Caderno de Sábado – O senhor vai completar 94 anos. É uma bela trajetória. Viu nascer e crescer a utopia de uma união Europeia. Qual o futuro dela?
Edgar Morin – O futuro é incerto. A situação da Grécia tem mostrado que não se pode ter qualquer certeza. A crise da Europa não para de se agravar. Os fundadores da Europa pensavam na união política e cultural. Daí vem a primeira crise. Como os nacionalismos eram muito fortes, especialmente depois da Segunda Guerra Mundial, a união política não foi possível. Saiu uma união econômica. A Europa de hoje é heterogênea. Os países do leste, integrados, não têm as mesmas perspectivas. A segunda crise vem das rejeições. A própria França votou contra a Europa, há alguns anos, num referendo. Por fim, a crise atual tem a ver com os problemas econômicos e com a chamada austeridade, que se resume à dominação dos interesses cada vez mais poderosos do capital. Não há forças populares capazes de reagir, mas em certos países se desenvolveu um partido nacionalista fechado, mais ou menos racista, como a Frente Nacional na França. O Syriza comanda uma boa reação, mas, se capitular, a Grécia sairá da Europa e será o começo da decadência. Na Espanha, o Podemos, em circunstâncias diferentes, também expressa a insatisfação contra a hegemonia do capital. É possível que haja uma regressão para um mercado comum. Até o euro está ameaçado. É a crise mais grave da Europa. Precisaria uma mudança de rumo, que a Alemanha não permitirá. O futuro é, portanto, muito nebuloso.

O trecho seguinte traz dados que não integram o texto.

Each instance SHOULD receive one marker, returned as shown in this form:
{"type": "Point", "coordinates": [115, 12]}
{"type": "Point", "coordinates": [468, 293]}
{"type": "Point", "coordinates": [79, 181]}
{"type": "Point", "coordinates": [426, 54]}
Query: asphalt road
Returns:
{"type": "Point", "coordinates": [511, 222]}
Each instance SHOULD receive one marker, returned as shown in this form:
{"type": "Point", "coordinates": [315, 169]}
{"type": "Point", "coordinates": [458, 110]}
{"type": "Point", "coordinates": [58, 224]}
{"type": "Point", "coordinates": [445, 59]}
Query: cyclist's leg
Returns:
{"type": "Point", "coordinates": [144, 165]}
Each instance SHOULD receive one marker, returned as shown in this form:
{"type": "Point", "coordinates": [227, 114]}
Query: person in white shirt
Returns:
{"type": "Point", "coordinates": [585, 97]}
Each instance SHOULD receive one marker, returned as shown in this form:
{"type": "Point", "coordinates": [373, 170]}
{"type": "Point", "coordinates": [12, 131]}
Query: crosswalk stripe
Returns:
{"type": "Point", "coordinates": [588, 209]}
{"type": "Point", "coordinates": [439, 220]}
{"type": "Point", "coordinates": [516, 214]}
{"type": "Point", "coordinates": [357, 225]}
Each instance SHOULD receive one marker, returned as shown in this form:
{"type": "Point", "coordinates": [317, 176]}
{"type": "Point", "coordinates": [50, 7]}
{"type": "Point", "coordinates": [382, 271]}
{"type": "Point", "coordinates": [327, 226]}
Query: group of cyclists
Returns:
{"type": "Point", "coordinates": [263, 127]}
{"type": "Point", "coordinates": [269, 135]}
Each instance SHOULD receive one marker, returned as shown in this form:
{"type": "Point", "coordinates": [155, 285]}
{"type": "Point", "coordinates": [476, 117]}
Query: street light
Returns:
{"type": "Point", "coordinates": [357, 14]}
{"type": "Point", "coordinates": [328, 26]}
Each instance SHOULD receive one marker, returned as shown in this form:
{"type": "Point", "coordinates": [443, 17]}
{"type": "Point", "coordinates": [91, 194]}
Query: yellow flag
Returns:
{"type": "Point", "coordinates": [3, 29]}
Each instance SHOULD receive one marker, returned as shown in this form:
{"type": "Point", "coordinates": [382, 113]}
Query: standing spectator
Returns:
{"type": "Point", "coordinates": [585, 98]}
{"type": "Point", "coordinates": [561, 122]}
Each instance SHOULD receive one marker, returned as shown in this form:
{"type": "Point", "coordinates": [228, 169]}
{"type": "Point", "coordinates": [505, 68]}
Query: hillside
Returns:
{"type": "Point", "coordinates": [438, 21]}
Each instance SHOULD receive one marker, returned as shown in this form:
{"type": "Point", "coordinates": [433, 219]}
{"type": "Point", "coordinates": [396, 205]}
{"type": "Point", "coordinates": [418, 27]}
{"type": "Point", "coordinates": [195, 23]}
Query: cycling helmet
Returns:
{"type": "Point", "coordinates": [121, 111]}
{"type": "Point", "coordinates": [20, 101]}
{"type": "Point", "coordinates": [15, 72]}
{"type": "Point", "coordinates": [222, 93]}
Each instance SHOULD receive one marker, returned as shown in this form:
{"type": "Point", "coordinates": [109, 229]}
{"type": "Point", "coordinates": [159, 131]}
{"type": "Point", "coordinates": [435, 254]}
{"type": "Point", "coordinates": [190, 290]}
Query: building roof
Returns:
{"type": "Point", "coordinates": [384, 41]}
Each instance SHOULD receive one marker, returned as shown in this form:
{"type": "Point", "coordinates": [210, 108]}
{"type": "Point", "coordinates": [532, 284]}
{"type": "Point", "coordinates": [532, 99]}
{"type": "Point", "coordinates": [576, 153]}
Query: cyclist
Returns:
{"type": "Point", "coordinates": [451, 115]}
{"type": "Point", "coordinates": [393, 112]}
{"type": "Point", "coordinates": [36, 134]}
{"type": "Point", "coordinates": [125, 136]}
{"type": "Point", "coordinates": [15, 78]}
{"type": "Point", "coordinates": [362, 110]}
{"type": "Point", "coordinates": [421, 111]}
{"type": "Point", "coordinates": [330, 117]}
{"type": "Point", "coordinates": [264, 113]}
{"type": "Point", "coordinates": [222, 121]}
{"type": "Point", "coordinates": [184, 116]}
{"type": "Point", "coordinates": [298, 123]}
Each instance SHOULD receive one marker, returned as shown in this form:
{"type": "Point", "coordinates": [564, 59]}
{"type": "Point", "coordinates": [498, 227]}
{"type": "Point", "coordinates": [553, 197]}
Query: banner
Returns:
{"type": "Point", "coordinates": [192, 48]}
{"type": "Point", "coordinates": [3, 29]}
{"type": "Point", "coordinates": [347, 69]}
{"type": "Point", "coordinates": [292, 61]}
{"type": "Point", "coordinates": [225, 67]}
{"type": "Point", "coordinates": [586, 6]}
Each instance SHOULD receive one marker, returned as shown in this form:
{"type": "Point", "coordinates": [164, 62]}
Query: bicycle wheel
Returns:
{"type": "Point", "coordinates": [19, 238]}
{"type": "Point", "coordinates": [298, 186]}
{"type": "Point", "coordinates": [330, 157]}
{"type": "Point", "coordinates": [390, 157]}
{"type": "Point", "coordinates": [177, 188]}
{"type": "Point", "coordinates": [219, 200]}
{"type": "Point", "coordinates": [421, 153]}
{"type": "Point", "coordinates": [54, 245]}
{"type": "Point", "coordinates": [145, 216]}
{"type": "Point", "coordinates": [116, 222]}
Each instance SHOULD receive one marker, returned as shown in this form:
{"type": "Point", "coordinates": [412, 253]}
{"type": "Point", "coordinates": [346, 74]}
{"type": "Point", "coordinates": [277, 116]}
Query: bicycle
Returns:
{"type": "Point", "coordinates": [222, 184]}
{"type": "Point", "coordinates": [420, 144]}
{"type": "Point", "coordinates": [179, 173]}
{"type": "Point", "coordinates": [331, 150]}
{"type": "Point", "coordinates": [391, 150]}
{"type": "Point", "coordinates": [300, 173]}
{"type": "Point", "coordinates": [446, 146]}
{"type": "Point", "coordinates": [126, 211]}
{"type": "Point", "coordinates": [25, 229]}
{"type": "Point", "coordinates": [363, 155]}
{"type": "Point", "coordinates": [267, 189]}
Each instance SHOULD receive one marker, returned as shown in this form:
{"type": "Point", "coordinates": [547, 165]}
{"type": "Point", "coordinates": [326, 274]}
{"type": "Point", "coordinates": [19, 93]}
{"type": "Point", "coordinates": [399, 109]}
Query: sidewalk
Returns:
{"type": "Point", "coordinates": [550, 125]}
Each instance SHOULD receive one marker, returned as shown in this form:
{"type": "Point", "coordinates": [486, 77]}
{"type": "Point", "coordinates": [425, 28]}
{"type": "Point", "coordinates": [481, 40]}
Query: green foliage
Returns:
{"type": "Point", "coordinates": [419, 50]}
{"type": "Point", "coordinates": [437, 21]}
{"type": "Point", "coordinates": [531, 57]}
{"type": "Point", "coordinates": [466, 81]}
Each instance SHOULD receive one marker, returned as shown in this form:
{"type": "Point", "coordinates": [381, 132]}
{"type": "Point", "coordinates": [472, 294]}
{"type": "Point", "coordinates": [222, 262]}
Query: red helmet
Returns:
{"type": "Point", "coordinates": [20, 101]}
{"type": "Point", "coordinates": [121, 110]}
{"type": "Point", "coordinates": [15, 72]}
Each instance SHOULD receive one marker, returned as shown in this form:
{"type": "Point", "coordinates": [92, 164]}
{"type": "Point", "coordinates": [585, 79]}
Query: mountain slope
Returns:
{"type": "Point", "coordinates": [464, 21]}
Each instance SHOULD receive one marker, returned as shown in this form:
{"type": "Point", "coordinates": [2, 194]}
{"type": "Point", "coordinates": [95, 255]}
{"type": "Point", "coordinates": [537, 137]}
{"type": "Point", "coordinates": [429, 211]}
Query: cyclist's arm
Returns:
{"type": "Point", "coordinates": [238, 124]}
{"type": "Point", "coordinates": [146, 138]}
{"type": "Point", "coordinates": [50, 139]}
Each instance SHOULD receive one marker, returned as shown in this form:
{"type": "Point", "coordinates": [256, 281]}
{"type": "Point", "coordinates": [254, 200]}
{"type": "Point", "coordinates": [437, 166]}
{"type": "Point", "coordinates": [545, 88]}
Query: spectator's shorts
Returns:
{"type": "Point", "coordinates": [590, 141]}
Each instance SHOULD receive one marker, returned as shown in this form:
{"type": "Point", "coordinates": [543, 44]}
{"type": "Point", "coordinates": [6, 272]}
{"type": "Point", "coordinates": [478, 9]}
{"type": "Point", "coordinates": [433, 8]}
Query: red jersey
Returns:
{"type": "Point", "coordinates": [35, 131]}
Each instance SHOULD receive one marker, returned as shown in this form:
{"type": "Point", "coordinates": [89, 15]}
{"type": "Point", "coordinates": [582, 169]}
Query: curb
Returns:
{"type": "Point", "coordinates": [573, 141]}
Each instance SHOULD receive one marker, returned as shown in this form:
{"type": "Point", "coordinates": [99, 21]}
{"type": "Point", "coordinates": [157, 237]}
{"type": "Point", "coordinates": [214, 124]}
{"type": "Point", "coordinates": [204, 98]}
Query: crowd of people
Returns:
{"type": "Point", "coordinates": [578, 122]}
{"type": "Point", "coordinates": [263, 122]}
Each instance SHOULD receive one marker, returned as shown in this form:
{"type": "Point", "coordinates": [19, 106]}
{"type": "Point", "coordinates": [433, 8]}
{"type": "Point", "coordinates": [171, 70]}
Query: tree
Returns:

CS – O atentado contra Charlie Hebdo chocou o mundo e houve quem falasse em retorno das guerras de religião. A liberdade está ameaçada?
Morin – Não. As guerras de religião mobilizavam a totalidade das pessoas. As cruzadas colocaram em ação cristãos e muçulmanos como um todo. As guerras entre protestantes e católicos também mobilizaram o conjunto da sociedade. O mesmo ocorre quando há confronto entre sunitas e xiitas. Não há hoje um conflito entre a totalidade do mundo muçulmano e a totalidade do mundo cristão. A maioria dos muçulmanos é moderada. Ainda que existam ressentimentos, pois os muçulmanos sabem que o Ocidente usa dois pesos e duas medidas quando se trata de Israel e da Palestina, não há guerra de religião. No Marrocos e na Tunísia há muita simbiose com a cultura ocidental. Há crescimento, contudo, de fanatismos e da intolerância, em parte produzidos por uma minoria infeliz e radicalizada da qual fazem parte muitos jovens franceses, inclusive católicos convertidos ao islamismo. Os problemas internos e diferenças do mundo muçulmano contam bastante. Existem países quase medievais como a Arábia Saudita, mistos, como o Líbano, onde há cristão e muçulmanos, e nações despedaçadas como a Síria e o Iraque. No Marrocos, onde passo parte do meu tempo, há cada vez mais interpenetração com o Ocidente no sentido de democratização e de mais respeito às mulheres. Mas as tradições permanecem.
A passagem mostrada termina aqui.